CPJ spoke with Sunanda Deshapriya, who runs the local press freedom group Free Media Movement, late Thursday from Noyahr’s house in a suburb of the capital Colombo. Deshapriya said Noyahr had failed to return home after leaving his office. His wife alerted police and media when she found the journalist’s car abandoned at their front gate with the engine running, Deshapriya said.

Alahakoon told CPJ today that Noyahr was found early this morning near his home, barely able to walk. Alahakoon said he had spoken briefly with Noyahr, who had not yet made a statement to police. “He was reluctant to talk,” Alahakoon told CPJ. “He was intimidated badly.”

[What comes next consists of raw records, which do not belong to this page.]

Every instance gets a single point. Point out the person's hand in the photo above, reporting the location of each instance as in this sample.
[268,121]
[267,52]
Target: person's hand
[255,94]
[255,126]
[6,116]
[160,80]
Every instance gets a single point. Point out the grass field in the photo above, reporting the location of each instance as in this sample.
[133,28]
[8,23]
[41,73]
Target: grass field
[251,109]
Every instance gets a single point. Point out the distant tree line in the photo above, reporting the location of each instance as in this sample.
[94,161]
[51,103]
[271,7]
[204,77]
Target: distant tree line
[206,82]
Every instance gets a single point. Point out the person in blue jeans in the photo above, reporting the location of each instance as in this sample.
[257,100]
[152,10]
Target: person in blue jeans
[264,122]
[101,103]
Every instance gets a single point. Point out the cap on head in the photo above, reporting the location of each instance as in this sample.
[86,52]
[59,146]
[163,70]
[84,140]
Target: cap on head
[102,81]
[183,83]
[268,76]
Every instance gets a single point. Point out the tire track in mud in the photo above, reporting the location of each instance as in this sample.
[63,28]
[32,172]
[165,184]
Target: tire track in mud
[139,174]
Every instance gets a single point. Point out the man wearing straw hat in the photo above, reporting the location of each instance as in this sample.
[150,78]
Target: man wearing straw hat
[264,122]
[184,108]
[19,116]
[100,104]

Noyahr, a veteran journalist, writes independent, often critical analyses of Sri Lanka’s security situation in his column “Military Matters.” He used the pseudonym “Senpathi,” according to a written statement by Krishantha Cooray, an executive of The Nation publisher Rivira Media Corporation. “[Noyahr’s] abduction followed a series of threats against him,” Cooray said in the statement published on the Free Media Movement’s Web site. Noyahr’s May 11 column on the newspaper’s Web site is headlined “An army is not its commander’s private fiefdom.”

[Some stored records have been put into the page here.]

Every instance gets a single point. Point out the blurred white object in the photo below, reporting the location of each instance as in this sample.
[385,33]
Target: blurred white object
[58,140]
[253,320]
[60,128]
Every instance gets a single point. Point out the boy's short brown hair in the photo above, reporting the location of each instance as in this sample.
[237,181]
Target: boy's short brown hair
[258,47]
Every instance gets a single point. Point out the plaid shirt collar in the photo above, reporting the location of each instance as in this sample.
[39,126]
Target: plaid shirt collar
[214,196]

Sri Lanka Defense Secretary Gotabhaya Rajapaksa described “those who published reports seen as harmful toward the security forces” as “traitors” in a live television interview earlier this month, according to the Sri Lankan Daily Mirror.

Hundreds of journalists demanded a government inquiry into Noyahr’s abduction and assault during a demonstration in Colombo today, according to international news reports. Police said three teams will investigate the attack, according to The Associated Press.

J.S. Tissainayagam, another prominent columnist with The Sunday Times who also edits a Tamil news Web site, was arrested along with several colleagues from the Web site by government forces on March 7. He remains in custody. On February 24, his column was headlined “Child soldiers: What the govt. report did not report.”